Messaging - Once you’ve set your brand mission, customer personas and competitive analysis, you can start to pull it all together into messaging ideas. Go back through interviews with customers, look at your reviews - and check out the reviews of your competitor’s, too. From these, put together messaging examples your marketing team can test, validate and build upon.

What are the benefits of product positioning?

A good product positioning statement can bring clarity and focus to everything product-related your brand tries to do. The benefits include:

Internal consensus - This is often an overlooked part of doing exercises like this, but it’s important. Going through product positioning should get everyone on the same page and ensure the work your company’s doing is aligned.

Getting closer to your customer - Writing a product positioning statement is a great excuse to actually talk to your customers. They’ll explain their pain points and what they like about your product - and they might say something which triggers a lightbulb moment for you.

Gives focus to your marketing - Agreeing a product position will make any marketing you do later down the line much more focused. Let’s go back to Axiology. With a clear product position and understanding of their audience, they’re able to look for targeted marketing opportunities - like working with environmentally-conscious beauty influencers.

How can a product position be used?

A clear product position that everyone agrees on can be used across different teams.

Product - Your product team can use your positioning for future development. For instance, maybe they could enhance a certain feature your customer personas find really appealing.
Sales - A succinct positioning statement can help your sales team on the road when they’re pitching to retailers or wholesalers.

Marketing - it’ll give marketing a clear direction on how your product fits in the market, and what type of audiences they need to attract. It helps cut down on wasted spend and ensures the activity they’re doing is targeted and relevant.

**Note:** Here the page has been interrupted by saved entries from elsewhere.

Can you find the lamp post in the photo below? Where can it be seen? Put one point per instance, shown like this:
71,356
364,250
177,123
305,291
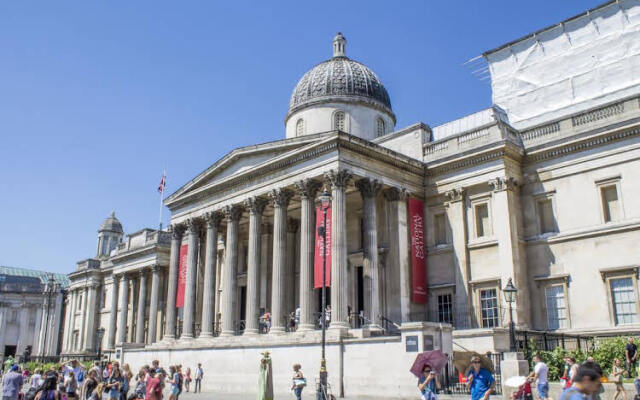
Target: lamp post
325,204
510,292
100,334
50,288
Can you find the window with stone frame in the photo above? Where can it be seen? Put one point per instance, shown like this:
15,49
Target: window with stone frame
339,121
482,220
380,128
300,127
556,307
611,210
546,217
445,307
489,312
623,297
440,229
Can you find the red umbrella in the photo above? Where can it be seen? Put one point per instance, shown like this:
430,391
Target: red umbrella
435,359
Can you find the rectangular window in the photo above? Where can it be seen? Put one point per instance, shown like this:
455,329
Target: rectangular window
440,228
624,301
489,308
556,307
483,227
610,203
545,216
445,308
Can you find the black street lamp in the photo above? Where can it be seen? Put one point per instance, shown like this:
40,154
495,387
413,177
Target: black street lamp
100,335
325,204
510,293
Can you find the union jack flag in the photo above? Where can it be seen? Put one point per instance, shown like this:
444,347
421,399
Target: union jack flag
162,184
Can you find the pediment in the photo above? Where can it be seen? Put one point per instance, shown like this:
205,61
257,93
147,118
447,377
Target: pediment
243,159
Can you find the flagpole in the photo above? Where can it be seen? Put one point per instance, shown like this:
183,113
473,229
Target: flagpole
161,198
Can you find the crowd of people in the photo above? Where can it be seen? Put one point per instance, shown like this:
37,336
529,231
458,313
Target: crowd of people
71,380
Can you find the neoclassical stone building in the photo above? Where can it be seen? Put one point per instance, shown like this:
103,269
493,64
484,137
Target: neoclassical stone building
540,188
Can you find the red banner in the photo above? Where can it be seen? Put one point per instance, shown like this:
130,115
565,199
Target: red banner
182,276
318,260
418,251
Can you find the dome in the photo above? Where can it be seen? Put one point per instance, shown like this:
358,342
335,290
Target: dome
111,224
340,79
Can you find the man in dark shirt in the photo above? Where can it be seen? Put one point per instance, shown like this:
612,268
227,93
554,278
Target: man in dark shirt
631,351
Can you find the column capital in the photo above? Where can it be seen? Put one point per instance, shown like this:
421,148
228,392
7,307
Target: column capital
307,188
256,205
501,183
177,230
281,197
292,225
213,219
233,212
338,178
455,194
368,187
396,194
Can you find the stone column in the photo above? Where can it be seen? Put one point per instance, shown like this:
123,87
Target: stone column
172,287
91,313
193,230
153,305
256,206
111,337
457,215
124,309
232,216
290,276
142,298
507,227
307,190
338,179
209,288
369,189
281,199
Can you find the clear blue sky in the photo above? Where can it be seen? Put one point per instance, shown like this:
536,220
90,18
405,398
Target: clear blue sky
97,97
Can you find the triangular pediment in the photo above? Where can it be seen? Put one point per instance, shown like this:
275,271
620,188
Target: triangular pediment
244,159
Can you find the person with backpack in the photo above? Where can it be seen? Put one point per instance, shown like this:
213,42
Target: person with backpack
586,382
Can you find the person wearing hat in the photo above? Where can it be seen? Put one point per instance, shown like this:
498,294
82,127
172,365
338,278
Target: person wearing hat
12,383
480,381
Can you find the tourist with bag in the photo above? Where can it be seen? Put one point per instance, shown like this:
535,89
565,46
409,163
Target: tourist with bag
299,381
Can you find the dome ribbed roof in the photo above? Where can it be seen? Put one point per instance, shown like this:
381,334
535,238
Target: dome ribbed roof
111,224
339,78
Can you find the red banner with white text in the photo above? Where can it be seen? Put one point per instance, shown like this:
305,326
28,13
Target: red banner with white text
418,251
182,276
318,259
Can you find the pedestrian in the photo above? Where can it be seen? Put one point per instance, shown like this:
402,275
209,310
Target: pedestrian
480,381
114,383
586,382
199,376
631,353
48,390
153,386
299,381
89,384
187,379
616,377
12,383
71,385
126,380
539,375
427,384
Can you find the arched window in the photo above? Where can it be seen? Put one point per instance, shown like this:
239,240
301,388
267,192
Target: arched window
338,121
380,127
300,127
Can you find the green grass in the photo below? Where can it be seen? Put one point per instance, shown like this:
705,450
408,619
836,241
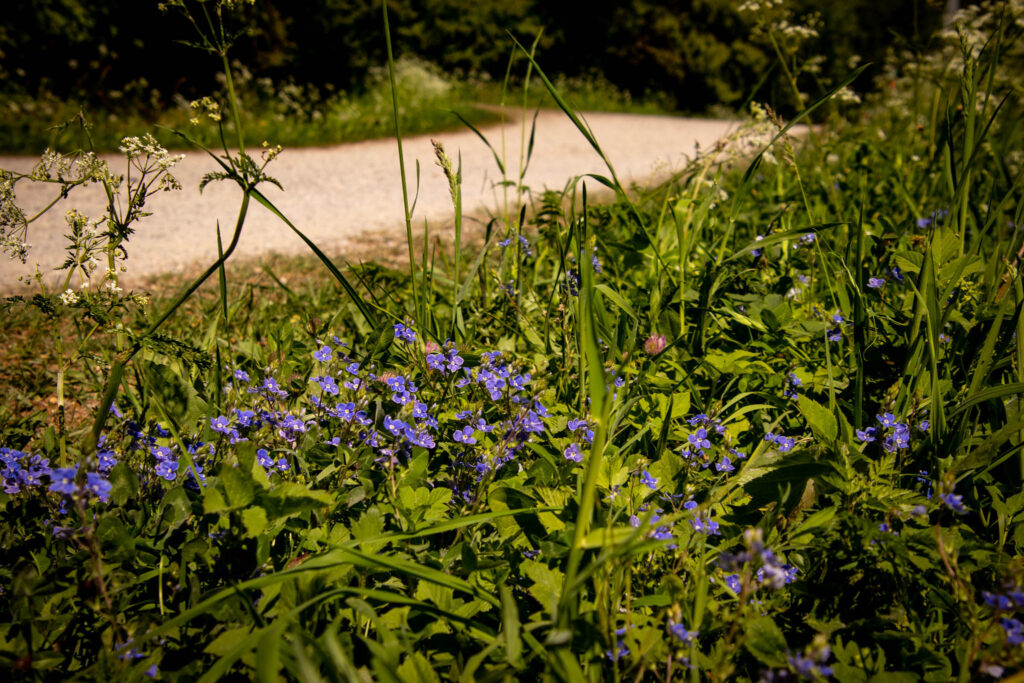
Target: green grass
683,487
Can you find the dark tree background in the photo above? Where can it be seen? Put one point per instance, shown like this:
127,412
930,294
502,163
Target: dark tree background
697,51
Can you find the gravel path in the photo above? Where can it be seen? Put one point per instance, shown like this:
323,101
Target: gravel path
347,198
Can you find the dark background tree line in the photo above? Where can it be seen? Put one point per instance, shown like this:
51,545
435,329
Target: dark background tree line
697,52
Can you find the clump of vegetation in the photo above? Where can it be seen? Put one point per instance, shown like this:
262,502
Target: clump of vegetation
761,422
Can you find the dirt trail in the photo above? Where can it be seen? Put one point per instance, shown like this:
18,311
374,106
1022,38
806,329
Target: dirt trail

Design and creative - Knowing how your product stands out from the competition will give your design team direction when creating assets. Maybe you’re a waterproof jacket company and you know your customers much prefer the material your garments are made out of over your competitors. If your photographer knows that, they can make sure to take detailed shots of the fabric to show it off.

How to create your product position

First, decide whether you want to create this yourself or employ an external agency to do it for you.

For smaller and growing brands in particular, hiring a positioning agency could be too expensive. Don’t worry if that’s the case, you can create one yourself! Here’s some ideas for how you could get started:

Talk to your team - This is a good place to start. Your employees are most likely sitting on their own ideas about your product, market and audience. Run an idea-generation session which captures all of that and unearths some hidden gems.

Interview your customers - This is going to be super useful in bringing your personas to life. See if you can offer an incentive in exchange for your customers’ time, like a free product or a gift voucher. Ask what they like (and dislike) about your product. Listen to how they talk about their pain points - you might even be able to lift a few phrases to test in your marketing.

Investigate trends and statistics - This is pretty easy to do yourself. You could start with interrogating the data you already have available to you - like demographic information from recent orders for your product. Then you could look at sites like Google Trends or up-to-date industry reports to get a sense of what’s happening within your sector (and how you can best capitalise on it).